American government official (born 1962)

John Jacob Young Jr. (born May 29, 1962 in Newnan, Georgia) was United States Assistant Secretary of the Navy (Research, Development and Acquisitions) from 2001 to 2005 and Under Secretary of Defense for Acquisition, Technology and Logistics from 2007 to 2009. He is the founder and principal of JY Strategies, LLC.

==Early life and education==
John J. Young Jr. was educated at the Georgia Institute of Technology (bachelor's degree in Aerospace Engineering). Participating in Georgia Tech's cooperative education program, while in university, he worked for Lockheed Martin Aeronautics in Fort Worth, Texas, where his work included engineering work for the F-16 Fighting Falcon and advanced fighter technology.
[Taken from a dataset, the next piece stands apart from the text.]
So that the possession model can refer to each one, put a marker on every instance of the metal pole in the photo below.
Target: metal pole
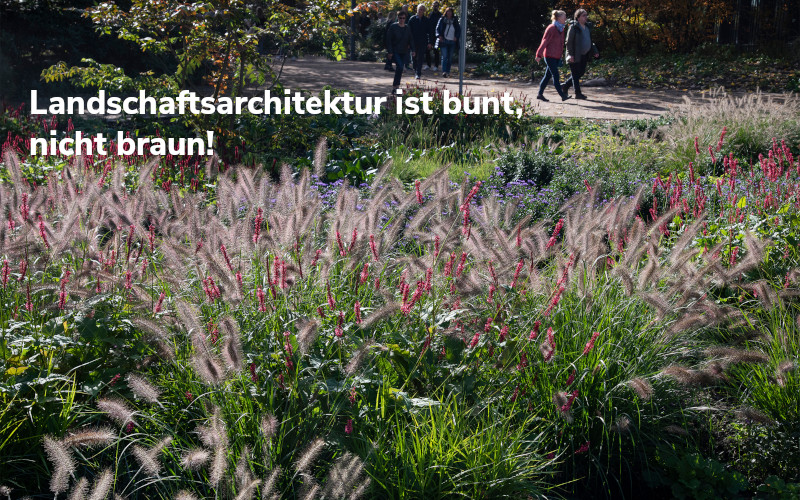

He next worked at the Braddock Dunn & McDonald facility in Huntsville, Alabama, where he provided engineering support for the United States Army's missile defense efforts.

Young then returned to school, attending Stanford University, receiving a master's degree in Aeronautics and Astronautics.

==Early career==
After earning his master's degree, he took a job with Rockwell International's Missile Systems Division in Duluth, Georgia. He joined Sandia National Laboratories in 1988, and his work at Sandia focused on hypersonic weapons, the aerodynamics of maneuverable reentry vehicles, and standoff bombs.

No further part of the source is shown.